A tutti quelli che “lo sbilancio commerciale non è importante, guardate l’America”, e anche a quanti hanno desiderio di capire le differenze tra Stati Uniti ed Unione europea, segnaliamo un utile post di Dani Rodrik, che spiega perché la Grecia non è la California, di fronte ad un dissesto.
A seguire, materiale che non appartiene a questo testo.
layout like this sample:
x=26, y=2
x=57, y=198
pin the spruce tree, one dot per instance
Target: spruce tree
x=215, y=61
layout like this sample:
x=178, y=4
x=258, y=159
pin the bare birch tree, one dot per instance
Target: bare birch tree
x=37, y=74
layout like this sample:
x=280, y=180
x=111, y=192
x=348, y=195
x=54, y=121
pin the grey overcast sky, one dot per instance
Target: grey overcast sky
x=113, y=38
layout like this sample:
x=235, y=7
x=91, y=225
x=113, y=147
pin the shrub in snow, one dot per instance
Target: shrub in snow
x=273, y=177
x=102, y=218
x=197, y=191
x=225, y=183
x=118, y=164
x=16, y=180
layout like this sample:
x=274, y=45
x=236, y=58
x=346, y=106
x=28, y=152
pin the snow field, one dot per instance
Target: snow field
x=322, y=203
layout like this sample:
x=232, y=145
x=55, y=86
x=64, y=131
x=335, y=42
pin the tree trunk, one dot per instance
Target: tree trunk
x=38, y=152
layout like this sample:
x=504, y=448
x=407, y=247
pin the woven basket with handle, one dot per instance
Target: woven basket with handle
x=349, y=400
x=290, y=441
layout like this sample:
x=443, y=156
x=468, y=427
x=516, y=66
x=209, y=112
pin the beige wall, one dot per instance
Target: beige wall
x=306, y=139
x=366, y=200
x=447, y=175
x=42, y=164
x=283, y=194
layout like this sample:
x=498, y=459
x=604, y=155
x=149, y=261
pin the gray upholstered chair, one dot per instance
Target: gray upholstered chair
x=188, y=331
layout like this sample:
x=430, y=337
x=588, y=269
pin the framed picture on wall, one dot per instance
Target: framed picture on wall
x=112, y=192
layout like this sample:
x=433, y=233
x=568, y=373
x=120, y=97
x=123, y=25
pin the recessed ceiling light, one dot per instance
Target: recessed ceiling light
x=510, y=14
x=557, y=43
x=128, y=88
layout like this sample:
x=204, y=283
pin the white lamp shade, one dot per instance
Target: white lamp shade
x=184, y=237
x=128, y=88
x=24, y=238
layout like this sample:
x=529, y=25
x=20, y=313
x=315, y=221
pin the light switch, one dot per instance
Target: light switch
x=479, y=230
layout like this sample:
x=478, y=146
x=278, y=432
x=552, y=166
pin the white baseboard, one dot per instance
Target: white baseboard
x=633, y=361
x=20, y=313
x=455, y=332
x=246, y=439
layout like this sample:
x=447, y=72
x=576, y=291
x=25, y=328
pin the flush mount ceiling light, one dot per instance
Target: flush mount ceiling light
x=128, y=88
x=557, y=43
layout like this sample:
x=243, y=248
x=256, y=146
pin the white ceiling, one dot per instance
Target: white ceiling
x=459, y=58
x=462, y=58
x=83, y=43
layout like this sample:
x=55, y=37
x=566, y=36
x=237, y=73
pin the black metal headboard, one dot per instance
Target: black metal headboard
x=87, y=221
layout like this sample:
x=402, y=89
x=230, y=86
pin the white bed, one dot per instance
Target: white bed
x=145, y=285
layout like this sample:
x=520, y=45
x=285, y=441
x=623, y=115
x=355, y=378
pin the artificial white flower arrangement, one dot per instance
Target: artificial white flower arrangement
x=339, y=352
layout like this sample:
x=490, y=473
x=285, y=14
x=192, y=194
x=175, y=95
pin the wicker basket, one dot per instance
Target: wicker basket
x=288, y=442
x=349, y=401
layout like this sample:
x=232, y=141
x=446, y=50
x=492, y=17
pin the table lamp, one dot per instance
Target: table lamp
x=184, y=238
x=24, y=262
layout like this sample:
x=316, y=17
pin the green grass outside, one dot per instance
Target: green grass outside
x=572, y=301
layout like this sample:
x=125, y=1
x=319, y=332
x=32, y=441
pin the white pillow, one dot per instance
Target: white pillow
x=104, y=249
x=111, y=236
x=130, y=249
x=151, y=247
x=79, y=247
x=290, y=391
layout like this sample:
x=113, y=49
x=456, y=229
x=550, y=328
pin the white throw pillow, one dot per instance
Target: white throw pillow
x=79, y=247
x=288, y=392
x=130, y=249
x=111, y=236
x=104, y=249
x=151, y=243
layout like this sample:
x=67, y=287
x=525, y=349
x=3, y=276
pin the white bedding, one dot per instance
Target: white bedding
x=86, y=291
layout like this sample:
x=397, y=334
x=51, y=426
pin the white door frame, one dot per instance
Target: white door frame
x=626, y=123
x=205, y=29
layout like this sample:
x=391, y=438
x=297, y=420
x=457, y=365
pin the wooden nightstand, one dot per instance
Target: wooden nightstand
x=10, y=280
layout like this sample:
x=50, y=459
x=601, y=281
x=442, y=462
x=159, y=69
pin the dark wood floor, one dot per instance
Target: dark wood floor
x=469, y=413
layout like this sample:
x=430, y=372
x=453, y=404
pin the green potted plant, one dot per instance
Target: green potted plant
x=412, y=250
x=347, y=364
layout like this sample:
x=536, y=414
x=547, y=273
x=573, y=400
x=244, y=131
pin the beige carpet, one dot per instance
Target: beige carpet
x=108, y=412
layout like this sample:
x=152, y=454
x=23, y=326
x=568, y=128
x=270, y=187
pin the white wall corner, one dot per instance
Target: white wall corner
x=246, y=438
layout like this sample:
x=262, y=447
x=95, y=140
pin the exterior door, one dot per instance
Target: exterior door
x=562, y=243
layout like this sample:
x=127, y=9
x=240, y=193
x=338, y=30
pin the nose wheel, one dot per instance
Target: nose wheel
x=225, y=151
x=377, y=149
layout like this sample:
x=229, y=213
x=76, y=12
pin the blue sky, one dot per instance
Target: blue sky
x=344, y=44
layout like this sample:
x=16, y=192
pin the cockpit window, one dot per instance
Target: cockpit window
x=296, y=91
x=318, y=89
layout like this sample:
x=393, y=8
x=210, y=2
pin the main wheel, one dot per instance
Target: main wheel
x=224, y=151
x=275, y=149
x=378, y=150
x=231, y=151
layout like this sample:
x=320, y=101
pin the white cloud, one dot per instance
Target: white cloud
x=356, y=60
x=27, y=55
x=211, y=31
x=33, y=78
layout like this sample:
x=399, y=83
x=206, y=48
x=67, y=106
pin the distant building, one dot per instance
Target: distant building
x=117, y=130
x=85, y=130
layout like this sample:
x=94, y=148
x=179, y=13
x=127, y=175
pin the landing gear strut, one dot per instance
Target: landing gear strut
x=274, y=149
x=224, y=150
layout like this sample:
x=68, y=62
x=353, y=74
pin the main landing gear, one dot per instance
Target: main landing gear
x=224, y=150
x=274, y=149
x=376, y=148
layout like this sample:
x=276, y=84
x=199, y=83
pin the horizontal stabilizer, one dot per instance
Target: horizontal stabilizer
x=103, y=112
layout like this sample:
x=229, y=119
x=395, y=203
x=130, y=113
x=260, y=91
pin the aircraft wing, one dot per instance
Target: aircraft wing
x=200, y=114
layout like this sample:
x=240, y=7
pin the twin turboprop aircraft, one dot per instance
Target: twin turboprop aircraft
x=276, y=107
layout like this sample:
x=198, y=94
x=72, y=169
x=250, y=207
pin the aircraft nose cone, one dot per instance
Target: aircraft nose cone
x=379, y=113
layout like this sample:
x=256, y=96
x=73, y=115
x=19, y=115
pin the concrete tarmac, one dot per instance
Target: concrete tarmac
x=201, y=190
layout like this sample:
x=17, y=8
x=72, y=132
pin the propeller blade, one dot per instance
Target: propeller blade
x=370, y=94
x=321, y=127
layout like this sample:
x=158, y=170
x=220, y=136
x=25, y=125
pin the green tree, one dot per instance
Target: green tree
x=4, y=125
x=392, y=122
Se è vero che anche la California ha una clausola che vieta il bailout federale, è altresì vero che ci sono molte differenze con la situazione dei singoli stati sovrani europei, che Rodrik identifica. Ad esempio,
- I californiani ottengono automaticamente da Washington trasferimenti, di welfare ed altro;
- I debitori californiani non vengono esclusi dai mercati del credito, e quelli con uno stato patrimoniale in salute possono prendere a prestito dal resto della nazione. Questo accade perché non c’è un “rischio California” nel modo in cui invece esiste un rischio sovrano greco. I debitori in California operano sotto un regime legale federale e lo stato di California non può costringerli a detenere debito della California né impedire loro di rimborsare i debiti a non californiani;
- La Fed resta pronta ad agire come prestatore di ultima istanza ad ogni banca californiana (questo c’è anche in Eurozona, ormai);
- La California ha deputati e senatori a Washington, D.C., che possono spingere per interventi a contrasto dei guai dello stato attraverso canali politici (ad esempio fiscal spending, assistenza federale, riduzioni del debito);
- I californiani possono liberamente spostarsi e cercare lavoro altrove entro gli Stati Uniti;
In estrema sintesi, i californiani possono ottenere sostegno diretto da parte del governo federale (non in quanto californiani quanto perché cittadini di un’Unione federale), mentre l’eventuale bancarotta dello stato sovrano greco trascina con sé tutta la popolazione. La sintesi di Rodrik è, o dovrebbe essere, piuttosto comprensibile: la California non ha poteri sovrani ma è gestita come qualsiasi altro debitore, pur se di dimensioni rilevanti, e fa parte della governance federale. In Eurozona la demarcazione resta per linee nazionali, risentimento incluso.
A questo punto l’inferenza è piuttosto banale: l’Eurozona è in una condizione di incompiutezza strutturale. O evolve verso un assetto realmente federalista (gli “Stati Uniti d’Europa”), pur con il rilevante ostacolo delle barriere linguistiche, oppure accetta l’elevato rischio di restare una unione valutaria, visto che il famoso “fiscal compact” di cui si favoleggia è di fatto privo di elementi di reale mutualità fiscale, oltre a restare largamente indeterminato sulle modalità di cessione della sovranità di bilancio pubblico e (soprattutto) di politica economica.